ACAPS Briefing Note - Somalia: Food Security and Nutrition Crisis (24 February 2017)
Severe drought conditions are rapidly deteriorating food security, nutrition, and health levels across Somalia. A pre-famine warning was declared in January, and there is currently a larger population at risk than in the 2011 famine. Below average gu (April-June) rainfall is predicted in most of the country, with famine conditions likely in localised areas if humanitarian assistance cannot reach all populations in need. Due to continued insecurity, this scenario is a distinct possibility.
Somalia is currently in the middle of the dry jilaal season (January-March). With little rain during this time, livelihoods are severely affected. The Shabelle river has dried up in some places, affecting hundreds of thousands that live along its banks. Livestock losses due to a lack of pasture; a lack of water sources; low wages; and high food prices have led to significant distress migration towards urban centres, with 73,000 displaced between 1-21 January. More than six million people (50% of the population) are in need of food assistance. In February, 439,000 people were in Emergency (IPC Phase 4) food security - ten times more than six months earlier, and more than twice as many (2.47 million) were in Crisis (IPC Phase 3). A 24% increase in severely malnourished children from August 2016 to February 2017 has been recorded. Cholera cases have increased critically during the Jilaal season, with latest reports indicating 900 cases per week. An estimated 4.5 million people are predicted to be in need of WASH assistance in April, up from 2.7 million reported in August 2016.

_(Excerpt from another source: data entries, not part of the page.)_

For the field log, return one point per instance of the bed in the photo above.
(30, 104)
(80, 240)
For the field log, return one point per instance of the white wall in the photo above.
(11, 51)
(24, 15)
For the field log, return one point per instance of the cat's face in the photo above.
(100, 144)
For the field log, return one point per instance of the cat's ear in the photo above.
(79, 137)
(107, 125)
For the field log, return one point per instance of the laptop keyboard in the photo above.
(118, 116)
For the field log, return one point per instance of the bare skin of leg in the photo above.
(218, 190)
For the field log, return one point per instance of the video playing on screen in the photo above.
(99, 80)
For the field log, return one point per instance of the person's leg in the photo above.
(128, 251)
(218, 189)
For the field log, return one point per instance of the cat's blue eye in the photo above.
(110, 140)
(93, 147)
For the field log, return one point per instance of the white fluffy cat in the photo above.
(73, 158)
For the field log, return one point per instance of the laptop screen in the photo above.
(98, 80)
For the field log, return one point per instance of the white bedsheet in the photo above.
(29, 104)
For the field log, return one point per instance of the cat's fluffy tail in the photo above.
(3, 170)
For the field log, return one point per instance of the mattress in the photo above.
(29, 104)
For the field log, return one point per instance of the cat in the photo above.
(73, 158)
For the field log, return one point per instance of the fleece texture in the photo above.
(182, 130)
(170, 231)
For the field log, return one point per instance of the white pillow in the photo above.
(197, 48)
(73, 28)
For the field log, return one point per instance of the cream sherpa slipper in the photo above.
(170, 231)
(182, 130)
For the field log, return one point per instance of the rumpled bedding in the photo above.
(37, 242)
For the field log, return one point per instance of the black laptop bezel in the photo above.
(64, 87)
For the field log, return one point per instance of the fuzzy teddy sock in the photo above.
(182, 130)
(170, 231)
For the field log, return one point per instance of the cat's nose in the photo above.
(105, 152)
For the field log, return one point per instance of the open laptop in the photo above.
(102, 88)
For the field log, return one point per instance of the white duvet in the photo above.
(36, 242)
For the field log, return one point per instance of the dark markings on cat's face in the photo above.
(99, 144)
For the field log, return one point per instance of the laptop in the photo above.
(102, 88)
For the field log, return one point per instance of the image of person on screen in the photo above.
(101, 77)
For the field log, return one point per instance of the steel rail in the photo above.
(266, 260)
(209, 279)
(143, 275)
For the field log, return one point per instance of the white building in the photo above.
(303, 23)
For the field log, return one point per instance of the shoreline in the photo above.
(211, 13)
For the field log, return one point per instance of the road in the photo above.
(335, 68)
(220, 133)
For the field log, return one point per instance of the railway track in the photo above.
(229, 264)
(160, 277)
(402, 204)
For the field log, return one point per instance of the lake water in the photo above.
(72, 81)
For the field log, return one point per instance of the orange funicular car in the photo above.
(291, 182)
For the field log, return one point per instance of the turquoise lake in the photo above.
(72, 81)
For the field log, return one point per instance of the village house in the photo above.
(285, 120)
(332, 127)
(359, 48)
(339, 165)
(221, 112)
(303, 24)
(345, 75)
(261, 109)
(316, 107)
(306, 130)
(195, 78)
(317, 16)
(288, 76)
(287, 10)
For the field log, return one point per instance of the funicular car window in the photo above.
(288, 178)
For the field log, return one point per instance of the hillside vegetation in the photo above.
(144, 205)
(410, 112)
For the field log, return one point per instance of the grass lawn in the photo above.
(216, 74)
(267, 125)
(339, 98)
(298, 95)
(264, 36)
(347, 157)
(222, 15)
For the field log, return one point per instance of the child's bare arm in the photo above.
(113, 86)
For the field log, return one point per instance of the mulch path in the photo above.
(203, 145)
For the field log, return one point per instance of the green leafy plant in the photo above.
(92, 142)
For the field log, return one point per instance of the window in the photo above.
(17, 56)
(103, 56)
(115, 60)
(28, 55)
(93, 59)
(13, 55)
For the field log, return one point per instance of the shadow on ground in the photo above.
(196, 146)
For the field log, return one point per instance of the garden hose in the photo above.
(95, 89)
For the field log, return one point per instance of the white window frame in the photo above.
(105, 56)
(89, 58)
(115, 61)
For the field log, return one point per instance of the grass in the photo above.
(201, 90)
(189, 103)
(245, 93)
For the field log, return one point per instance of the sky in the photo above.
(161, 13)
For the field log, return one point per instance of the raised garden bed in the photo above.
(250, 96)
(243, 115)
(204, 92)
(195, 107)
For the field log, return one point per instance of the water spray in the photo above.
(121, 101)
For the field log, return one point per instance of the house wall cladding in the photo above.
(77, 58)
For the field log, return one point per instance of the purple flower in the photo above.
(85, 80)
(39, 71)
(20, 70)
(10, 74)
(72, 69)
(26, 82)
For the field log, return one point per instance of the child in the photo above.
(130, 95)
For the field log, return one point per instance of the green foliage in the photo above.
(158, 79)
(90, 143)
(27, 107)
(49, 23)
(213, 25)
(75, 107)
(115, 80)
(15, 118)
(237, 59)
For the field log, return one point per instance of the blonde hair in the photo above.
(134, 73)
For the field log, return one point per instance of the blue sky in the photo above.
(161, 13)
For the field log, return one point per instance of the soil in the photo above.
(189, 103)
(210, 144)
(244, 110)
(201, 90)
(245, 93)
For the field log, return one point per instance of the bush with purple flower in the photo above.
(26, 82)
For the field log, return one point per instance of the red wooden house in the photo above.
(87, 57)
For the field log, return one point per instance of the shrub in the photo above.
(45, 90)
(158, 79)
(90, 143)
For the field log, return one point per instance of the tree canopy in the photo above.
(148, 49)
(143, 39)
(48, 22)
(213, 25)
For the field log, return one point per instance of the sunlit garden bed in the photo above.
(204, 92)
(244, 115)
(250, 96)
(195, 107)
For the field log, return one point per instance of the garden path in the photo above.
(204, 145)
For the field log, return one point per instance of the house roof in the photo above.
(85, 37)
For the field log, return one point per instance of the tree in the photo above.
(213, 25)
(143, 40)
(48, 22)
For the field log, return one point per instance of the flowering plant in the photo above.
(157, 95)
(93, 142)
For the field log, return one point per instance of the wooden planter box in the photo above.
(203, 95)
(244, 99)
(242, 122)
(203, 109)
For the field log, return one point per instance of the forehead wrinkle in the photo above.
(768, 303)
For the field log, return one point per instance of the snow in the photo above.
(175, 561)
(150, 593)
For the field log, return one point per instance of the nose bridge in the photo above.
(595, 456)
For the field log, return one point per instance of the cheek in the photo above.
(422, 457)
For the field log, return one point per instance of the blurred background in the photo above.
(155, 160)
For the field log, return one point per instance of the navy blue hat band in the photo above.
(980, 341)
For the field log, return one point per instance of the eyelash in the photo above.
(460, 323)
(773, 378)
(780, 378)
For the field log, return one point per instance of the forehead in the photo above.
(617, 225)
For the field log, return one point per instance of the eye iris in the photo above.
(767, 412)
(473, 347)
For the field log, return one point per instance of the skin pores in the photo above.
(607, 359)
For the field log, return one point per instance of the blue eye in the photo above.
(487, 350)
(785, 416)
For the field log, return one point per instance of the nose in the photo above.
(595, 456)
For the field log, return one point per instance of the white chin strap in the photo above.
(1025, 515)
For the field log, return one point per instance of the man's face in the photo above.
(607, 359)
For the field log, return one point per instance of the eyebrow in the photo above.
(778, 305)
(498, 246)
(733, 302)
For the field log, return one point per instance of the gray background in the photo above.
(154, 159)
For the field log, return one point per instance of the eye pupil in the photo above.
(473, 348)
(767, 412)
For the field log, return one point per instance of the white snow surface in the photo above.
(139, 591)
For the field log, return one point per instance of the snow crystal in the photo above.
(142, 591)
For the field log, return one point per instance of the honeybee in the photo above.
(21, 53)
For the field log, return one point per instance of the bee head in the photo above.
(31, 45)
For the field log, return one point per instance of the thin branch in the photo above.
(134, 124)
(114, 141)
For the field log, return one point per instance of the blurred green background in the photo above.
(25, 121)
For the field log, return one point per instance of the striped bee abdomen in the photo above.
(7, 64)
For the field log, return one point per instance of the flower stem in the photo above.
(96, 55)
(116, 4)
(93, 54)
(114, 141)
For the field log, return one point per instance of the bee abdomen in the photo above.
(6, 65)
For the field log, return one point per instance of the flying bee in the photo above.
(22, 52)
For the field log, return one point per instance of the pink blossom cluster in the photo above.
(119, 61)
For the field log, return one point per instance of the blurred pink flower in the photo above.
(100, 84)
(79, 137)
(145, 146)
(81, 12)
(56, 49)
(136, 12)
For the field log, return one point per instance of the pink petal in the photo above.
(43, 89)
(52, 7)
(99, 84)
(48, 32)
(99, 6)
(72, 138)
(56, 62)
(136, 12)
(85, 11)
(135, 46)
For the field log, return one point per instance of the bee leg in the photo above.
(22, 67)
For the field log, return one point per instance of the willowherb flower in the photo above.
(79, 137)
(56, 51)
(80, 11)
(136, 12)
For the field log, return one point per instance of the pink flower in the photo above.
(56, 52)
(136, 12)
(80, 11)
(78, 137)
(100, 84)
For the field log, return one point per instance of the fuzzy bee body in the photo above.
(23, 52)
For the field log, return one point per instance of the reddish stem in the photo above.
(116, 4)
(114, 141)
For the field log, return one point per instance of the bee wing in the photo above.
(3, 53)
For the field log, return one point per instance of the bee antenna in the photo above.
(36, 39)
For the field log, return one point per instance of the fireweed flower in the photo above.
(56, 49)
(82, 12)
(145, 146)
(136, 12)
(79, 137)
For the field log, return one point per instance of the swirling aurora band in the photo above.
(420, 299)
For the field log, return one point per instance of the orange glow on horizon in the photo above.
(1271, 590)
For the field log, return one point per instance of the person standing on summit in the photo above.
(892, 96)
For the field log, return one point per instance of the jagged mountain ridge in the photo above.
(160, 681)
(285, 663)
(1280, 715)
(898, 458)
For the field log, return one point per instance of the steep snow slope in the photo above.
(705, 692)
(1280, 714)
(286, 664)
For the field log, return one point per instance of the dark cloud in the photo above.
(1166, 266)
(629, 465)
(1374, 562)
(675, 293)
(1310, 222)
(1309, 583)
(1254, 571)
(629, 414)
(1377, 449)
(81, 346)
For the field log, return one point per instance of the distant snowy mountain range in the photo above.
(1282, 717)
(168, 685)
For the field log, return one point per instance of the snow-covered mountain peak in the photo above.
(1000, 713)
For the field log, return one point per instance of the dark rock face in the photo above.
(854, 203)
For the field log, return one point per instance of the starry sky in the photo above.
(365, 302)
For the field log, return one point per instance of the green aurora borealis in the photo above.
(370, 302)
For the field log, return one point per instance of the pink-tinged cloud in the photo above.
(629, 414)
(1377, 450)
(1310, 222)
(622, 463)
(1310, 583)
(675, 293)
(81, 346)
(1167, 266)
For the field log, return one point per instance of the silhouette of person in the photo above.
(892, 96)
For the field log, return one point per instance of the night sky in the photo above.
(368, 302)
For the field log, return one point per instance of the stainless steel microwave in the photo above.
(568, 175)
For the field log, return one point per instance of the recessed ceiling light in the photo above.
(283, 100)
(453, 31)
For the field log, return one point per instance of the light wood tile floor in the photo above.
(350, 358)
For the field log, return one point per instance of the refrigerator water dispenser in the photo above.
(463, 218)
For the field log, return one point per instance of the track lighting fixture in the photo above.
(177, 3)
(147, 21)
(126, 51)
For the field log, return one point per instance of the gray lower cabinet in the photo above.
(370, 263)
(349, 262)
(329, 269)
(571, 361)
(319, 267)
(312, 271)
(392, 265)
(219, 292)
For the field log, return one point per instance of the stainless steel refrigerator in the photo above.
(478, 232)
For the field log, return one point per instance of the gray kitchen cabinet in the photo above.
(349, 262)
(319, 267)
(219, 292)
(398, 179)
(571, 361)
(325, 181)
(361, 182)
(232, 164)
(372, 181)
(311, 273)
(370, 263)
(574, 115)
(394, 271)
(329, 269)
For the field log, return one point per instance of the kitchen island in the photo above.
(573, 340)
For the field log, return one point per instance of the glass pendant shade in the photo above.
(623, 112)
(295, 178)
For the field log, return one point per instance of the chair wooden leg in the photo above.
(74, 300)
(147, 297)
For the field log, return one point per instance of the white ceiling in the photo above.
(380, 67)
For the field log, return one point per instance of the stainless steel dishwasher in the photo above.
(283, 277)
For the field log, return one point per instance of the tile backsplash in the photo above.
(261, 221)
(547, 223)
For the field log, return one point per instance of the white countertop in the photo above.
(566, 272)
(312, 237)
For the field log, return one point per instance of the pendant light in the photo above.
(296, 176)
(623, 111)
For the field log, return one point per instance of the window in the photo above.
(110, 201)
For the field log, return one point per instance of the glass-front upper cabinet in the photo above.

Anticipated scope and scale
The drought affects the whole of Somalia, with localised areas in Puntland and south central Somalia suffering from severe drought conditions. The drought is expected to last at least until mid-2017, and if the gu rainfall from April to June is poor, it could last until 2018. Food security is deteriorating rapidly in the current dry jilaal season, leading to an aggravation of poor nutrition and health.
Priorities for humanitarian intervention
- Food security is rapidly deteriorating, with more than half the population currently in need.
- Nutrition levels are at Critical levels in most regions, with a significant deterioration predicted.
- Displacement is increasing as drought effects are worsening.
- Health and WASH conditions are poor due to a lack of water. Cholera affects eight regions in the country, and could spread further.
Al Shabaab controls significant territory in south central Somalia, rendering many areas inaccessible. 165 violent incidents against humanitarian workers were recorded in 2016. Roadblocks by various armed groups are widespread in south central Somalia especially, with up to USD 4,000 charged for access to certain areas. Unexploded bombs are present in localised areas of south central Somalia.
Widespread corruption, especially around aid exists.